I worked for BM at the time of the accident, and was actually made aware of the accident 1hr after it happened by Sim engineers when I emerged from the Orion/Britannia B737 Sim at EMA during my 737 Conversion course.

I knew both crew members personally, so have taken perhaps even more interest than the average Joe in the accident/investigation.

This accident has been done to death in CRM courses in every airline (and there have been a few) I have passed through.

Difficult to know what new ground/insight you can offer on this one.

A few minor/oft ignored points you may find interesting. The action of disengaging the autothrottle (at that time if I remember correctly the 1st item in the recall items for severe engine damage/fire on the 737-400) had the effect of smoothing the damaged engines operation (as the PMC was no longer fluctuating the fuel flow to try & compensate for the damaged engines inefficiency ) If I remember correctly Boeing subsequently reversed the order in the checklist (as I no longer fly the "Classic" I don't know which order it is done in now)

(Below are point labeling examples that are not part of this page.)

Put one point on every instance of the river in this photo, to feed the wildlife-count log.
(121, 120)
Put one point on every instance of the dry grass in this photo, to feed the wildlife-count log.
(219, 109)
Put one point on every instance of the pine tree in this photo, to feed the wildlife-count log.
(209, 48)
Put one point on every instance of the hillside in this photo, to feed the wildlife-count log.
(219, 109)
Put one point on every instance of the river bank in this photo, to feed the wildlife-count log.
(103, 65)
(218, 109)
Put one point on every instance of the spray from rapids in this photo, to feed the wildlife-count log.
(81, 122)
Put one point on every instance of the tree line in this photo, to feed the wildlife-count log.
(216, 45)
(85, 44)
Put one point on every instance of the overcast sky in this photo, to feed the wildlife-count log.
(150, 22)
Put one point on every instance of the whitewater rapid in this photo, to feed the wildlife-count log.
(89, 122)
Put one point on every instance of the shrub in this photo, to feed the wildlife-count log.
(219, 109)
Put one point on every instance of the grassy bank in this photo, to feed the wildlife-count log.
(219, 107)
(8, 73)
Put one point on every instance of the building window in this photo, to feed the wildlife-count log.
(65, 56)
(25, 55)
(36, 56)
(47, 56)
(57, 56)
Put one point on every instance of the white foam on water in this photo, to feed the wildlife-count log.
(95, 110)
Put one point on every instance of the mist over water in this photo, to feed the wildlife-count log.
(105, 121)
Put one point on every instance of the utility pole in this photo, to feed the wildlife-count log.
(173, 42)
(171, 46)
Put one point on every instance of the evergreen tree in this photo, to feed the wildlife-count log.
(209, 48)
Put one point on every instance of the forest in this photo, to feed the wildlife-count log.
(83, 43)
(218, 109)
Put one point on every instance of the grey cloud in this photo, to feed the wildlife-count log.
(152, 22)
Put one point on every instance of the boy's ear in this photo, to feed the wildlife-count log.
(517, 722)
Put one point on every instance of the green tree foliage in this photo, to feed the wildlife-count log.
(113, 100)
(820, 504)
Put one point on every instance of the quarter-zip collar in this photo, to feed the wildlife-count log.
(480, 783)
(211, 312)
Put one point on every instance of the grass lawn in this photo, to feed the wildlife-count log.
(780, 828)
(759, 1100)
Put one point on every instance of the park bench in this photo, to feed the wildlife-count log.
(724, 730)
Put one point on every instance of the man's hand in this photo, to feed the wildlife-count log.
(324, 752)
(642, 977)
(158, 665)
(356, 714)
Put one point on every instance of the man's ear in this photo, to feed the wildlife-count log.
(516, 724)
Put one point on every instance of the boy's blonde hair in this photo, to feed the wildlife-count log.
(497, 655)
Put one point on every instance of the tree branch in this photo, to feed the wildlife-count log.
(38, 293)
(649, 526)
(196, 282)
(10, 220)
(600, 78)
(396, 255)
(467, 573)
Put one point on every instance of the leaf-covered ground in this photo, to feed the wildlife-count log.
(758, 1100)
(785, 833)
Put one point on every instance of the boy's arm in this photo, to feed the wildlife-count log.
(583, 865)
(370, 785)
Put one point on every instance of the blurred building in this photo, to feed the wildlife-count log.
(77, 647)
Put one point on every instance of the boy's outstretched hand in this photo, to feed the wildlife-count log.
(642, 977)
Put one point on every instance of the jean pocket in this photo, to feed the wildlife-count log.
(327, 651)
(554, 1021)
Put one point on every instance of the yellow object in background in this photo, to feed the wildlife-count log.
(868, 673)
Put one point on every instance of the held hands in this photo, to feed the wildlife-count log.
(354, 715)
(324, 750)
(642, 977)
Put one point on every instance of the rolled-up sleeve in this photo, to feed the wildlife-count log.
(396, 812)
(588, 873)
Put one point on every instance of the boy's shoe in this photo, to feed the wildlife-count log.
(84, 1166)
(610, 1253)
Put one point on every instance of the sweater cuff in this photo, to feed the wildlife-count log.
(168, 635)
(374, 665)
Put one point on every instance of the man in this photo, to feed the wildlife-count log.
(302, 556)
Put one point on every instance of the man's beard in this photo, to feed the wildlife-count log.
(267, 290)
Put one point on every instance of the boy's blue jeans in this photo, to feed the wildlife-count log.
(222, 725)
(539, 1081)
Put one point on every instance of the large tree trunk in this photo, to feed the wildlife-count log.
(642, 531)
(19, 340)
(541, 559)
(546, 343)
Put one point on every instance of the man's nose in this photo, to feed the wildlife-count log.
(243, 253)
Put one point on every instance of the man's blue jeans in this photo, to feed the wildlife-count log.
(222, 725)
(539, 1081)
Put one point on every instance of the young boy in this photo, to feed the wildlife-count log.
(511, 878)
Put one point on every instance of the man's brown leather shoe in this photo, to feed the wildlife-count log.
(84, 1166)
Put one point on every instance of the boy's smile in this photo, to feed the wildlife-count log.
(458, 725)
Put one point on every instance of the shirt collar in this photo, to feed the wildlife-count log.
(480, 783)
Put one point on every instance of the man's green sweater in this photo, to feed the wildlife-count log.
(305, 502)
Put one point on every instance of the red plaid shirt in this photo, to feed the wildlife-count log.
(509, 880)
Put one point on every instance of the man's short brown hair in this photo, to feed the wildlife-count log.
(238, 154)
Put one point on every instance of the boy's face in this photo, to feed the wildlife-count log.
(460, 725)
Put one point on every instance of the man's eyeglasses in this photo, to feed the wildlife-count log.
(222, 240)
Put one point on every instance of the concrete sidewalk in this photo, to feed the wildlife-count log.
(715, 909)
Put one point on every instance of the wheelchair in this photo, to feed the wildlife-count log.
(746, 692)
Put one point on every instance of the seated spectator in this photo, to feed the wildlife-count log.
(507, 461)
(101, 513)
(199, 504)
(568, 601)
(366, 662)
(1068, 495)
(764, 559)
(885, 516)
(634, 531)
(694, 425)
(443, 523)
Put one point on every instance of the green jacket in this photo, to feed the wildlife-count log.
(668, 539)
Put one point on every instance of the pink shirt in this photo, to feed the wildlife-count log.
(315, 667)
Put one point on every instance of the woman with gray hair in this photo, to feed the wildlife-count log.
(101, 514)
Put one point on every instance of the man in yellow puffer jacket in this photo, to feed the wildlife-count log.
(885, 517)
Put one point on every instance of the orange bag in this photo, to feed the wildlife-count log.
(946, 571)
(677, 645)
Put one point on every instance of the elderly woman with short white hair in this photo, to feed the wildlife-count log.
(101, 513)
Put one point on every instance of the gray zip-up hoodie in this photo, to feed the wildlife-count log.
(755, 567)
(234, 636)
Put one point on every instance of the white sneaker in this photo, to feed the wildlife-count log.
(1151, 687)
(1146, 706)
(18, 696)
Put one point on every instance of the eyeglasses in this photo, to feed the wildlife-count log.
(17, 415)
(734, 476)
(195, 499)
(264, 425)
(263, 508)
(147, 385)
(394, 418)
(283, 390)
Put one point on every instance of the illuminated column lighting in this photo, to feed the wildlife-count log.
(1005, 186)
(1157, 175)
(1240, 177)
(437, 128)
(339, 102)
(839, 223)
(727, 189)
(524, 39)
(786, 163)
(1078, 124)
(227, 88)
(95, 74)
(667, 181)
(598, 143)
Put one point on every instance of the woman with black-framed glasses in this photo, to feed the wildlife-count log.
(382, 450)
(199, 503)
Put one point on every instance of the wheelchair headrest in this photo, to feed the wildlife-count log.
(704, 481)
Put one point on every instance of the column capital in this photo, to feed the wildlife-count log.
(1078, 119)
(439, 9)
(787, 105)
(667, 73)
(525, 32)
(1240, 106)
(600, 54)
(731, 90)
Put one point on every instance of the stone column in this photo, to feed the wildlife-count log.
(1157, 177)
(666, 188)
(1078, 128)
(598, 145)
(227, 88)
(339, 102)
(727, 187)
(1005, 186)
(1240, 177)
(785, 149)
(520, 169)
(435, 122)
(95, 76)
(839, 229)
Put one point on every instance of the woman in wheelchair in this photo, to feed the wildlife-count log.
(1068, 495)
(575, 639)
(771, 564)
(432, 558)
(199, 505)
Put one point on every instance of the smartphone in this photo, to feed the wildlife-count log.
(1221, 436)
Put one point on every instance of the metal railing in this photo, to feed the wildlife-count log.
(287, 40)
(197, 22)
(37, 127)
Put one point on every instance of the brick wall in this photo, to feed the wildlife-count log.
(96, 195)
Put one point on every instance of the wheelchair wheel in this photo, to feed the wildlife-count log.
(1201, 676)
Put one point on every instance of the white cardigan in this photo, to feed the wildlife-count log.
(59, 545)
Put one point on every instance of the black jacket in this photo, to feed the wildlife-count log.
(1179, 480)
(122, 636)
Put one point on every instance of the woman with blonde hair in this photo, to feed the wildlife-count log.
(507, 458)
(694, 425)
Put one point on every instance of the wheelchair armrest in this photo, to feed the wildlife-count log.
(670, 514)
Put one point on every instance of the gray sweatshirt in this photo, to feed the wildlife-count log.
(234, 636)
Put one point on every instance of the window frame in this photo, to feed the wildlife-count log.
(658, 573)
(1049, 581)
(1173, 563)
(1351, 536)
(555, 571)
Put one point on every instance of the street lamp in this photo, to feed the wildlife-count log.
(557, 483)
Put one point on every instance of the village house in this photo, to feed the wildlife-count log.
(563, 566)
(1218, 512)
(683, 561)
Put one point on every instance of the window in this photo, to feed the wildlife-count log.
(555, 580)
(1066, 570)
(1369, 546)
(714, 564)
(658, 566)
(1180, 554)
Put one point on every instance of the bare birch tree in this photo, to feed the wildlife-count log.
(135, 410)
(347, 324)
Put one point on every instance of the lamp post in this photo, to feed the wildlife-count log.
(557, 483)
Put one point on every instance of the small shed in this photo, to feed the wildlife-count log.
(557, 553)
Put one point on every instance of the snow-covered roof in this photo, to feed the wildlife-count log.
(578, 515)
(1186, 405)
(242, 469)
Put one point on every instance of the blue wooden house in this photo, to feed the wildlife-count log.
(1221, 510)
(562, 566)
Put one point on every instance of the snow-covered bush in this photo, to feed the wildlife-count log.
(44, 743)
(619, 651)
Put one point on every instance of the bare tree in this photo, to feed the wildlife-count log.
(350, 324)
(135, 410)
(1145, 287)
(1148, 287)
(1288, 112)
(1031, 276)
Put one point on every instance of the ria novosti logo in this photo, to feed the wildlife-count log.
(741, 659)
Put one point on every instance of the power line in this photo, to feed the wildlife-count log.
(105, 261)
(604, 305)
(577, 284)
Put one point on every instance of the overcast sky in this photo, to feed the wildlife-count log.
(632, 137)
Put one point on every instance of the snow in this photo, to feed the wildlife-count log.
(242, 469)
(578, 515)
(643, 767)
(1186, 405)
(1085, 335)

The vibration was so severe, that reading the vibration maters (particularly from the RHS where they were partly "masked" if on full deflection) robbed the crew of a vital parameter (which they later stated they wouldn't have placed much faith in , as the gauges were somewhat junk in the DC9 which was the Capt's previous type) The levels of vibration probably rendered the value of the other engine instrumentation to "useless", as testified by another crew in one of the 2 similar failures which succeeded this one & precluded the grounding of the type. There were no "warning lights" associated with this failure regime, an omission corrected in the instrumentation of the subsequent 737NG.

The fact that the incident happened more or less directly over EMA conspired against them, as they had no need to demand power from the damaged engine until a very late stage of the approach , an extended routing to some other airport would have shown up the deficiency in the remaining engine much sooner & "may" have given them time to relight the one they had shut down.

Boeing/CFM were allowed to certify the new variant of the CFM56 by ground testing only, even if it was in fact substantially different to previous versions , because it was a"variant" rather than a new engine. The deficiencies inherent in the design (vibration at high altitude) were therefore not identified.

The accident showed up many technical deficiencies in many other inspected aircraft concerning their wiring of fire extinguishing/detection systems (cross wiring etc) as there was at one stage a suspicion (later disproved) that the wrong fire warning may have activated. . . nonetheless it was a slap in the face for Boeings Q.C.

Saddest fact of all, is that, for the sake of a couple of hundred metres of flat undershoot (or a different runway ) they would probably have gotten away with collapsed gear/some back injuries. How they managed to land on a busy motorway without hurting anyone in a vehicle is a miracle.

We should always remember that Kevin & Dave were both affable average ability line-pilots, and despite the very public/personal comments made by BM management & the engineering biased chief investigator, this COULD have (in reality) quite probably happened to a large percentage of us.